The Reason Foundation

10/28/2025 | Press release | Distributed by Public on 10/28/2025 04:43

Ohio House Bill 392 would clarify the right to compute

A version of the following public comment was submitted to the Ohio House Technology and Innovation Committee on October 28, 2025.

The Technology Policy Project at Reason Foundation has provided pro bono consulting to public officials and stakeholders to help them design and implement technology policy reforms around the regulation of artificial intelligence (AI) and other emerging technologies, digital free speech, data security and privacy, child online safety, and tech industry competition policy. Our team brings practical, market-oriented strategies to help foster innovation, competition, and consumer choice through technology policies that work.

We submit this written testimony on House Bill 392 as an interested party.

HB 392 is similar to other state legislation in that it creates a "Right to Compute." This right to compute is a critical affirmative right for innovators, as it requires a state legislature to carefully weigh the compliance burdens of proposed, potentially heavy-handed legislation and affords innovators a right of redress when such burdens are imposed.

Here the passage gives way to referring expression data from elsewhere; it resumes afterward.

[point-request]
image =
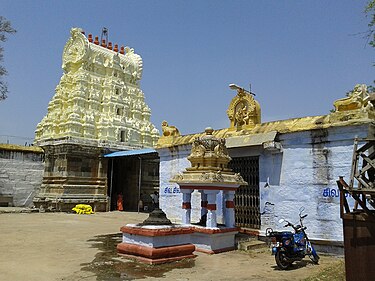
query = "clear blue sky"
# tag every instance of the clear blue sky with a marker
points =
(299, 56)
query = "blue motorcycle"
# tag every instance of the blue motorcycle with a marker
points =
(289, 247)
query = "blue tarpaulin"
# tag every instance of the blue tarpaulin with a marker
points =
(131, 152)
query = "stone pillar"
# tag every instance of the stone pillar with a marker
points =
(186, 205)
(229, 209)
(211, 208)
(203, 203)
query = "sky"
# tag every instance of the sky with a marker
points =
(298, 56)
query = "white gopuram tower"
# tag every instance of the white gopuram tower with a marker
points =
(98, 107)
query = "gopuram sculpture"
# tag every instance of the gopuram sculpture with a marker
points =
(98, 106)
(243, 111)
(98, 99)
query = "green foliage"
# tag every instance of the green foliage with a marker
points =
(5, 29)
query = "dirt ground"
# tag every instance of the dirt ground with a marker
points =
(61, 246)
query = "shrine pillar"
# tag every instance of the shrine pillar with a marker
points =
(211, 208)
(186, 205)
(229, 209)
(204, 203)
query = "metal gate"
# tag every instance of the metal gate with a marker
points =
(246, 199)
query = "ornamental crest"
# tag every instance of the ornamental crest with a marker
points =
(243, 111)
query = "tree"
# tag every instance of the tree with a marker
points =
(370, 11)
(5, 28)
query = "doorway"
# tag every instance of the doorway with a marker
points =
(246, 198)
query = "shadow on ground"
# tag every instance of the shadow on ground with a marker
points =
(108, 265)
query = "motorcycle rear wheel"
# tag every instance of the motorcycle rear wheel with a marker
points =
(314, 257)
(281, 260)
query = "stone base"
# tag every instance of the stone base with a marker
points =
(156, 244)
(151, 255)
(214, 240)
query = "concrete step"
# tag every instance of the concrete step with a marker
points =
(251, 245)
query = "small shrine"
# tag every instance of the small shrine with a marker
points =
(209, 175)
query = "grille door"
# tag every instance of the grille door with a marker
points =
(246, 199)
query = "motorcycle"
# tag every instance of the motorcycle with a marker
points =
(289, 247)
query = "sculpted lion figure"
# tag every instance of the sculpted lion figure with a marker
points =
(169, 131)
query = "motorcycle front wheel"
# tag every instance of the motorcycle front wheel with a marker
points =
(281, 260)
(314, 257)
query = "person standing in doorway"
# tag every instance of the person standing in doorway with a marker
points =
(120, 202)
(155, 199)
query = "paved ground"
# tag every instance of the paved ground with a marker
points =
(61, 246)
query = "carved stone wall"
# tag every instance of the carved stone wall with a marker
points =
(73, 175)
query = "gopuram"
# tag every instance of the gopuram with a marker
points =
(98, 107)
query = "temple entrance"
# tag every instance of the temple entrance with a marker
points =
(246, 199)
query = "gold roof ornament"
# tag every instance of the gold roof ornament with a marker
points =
(359, 104)
(209, 160)
(243, 111)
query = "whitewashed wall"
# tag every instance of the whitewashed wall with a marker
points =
(21, 175)
(309, 165)
(303, 174)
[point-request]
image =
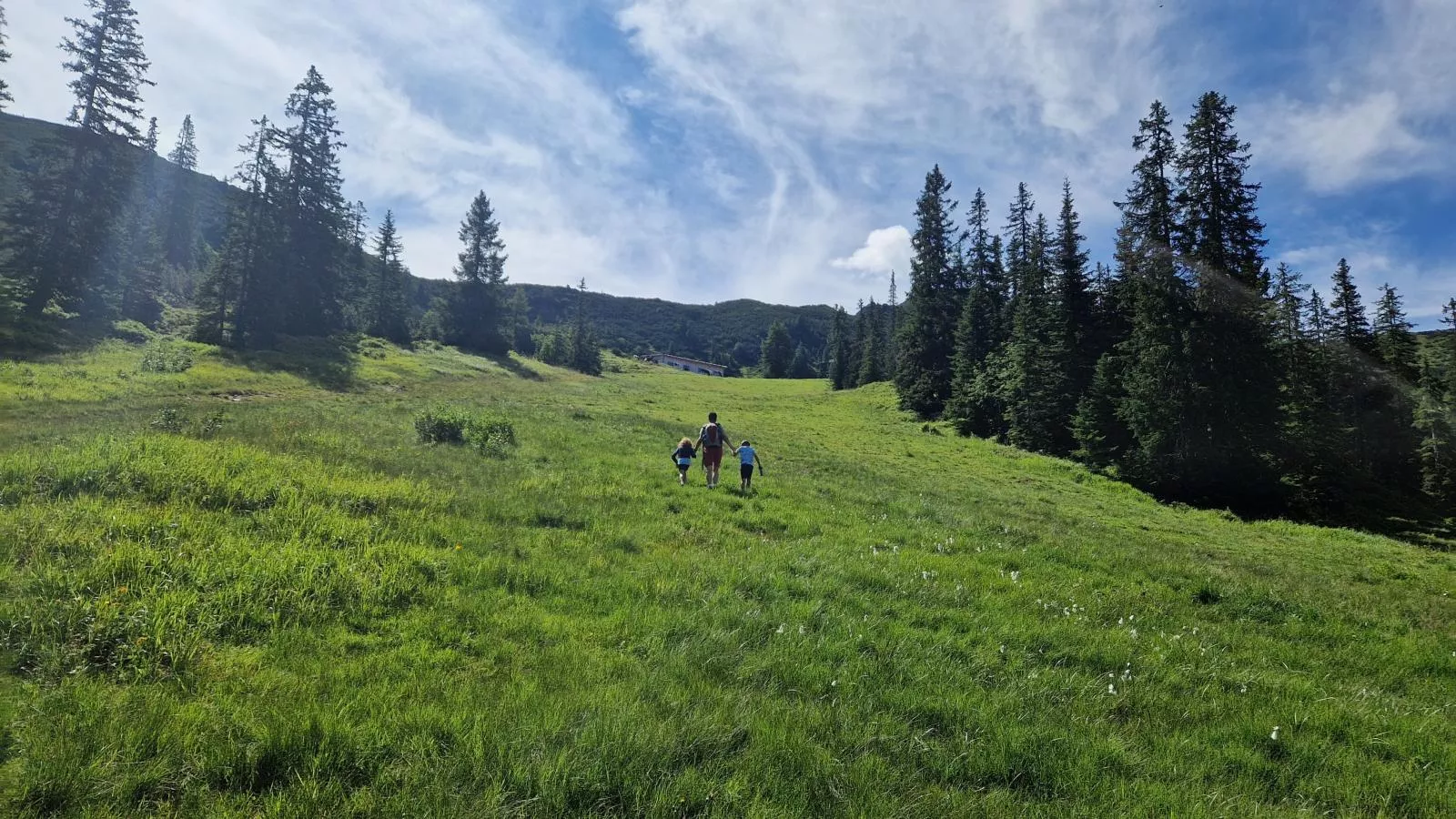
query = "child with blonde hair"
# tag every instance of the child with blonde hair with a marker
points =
(683, 457)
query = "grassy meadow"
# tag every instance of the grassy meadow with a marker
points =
(245, 589)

The bill is an excellent first start, but two areas for improvement currently limit its intended effect. These problems revolve around the bill's definition of "compelling governmental interests." As written, the bill would still allow for a state agency or political subdivision to impose burdens on innovators in two key areas.

First, the bill makes AI-generated content the basis of a "compelling governmental interest" for further regulation or legislation, but does not specify the actor creating such content. Leaving this definition vague opens the door for laws that would punish an AI company rather than the person using an AI model with nefarious intent-an onerous legislative proposal that would be impossible to comply with. Such a law was proposed in California, and because of its unreasonable burdens on AI companies, Gov. Gavin Newsom vetoed the bill. These types of bills are not one-off bad ideas. Though well-intentioned, they fly in the face of the core intent of HB 392: to unburden innovators from impossible compliance demands so as to allow the U.S. to develop next-generation technologies that compete with the rest of the world.

Second, aside from the public process of approving new construction on a data center, carving out exceptions for laws and local ordinances that undermine data centers under the veil of "public nuisance" law would ignore the possibility that hostile localities would create ordinances after the fact to hike up energy rates and extract revenue from data centers once they're built. The U.S. needs more-not less-data center capacity, which is contemplated in Right to Compute legislation passed elsewhere.

Thank you for the opportunity to submit this written testimony, and we welcome the opportunity to advise the legislature on this subject in the future.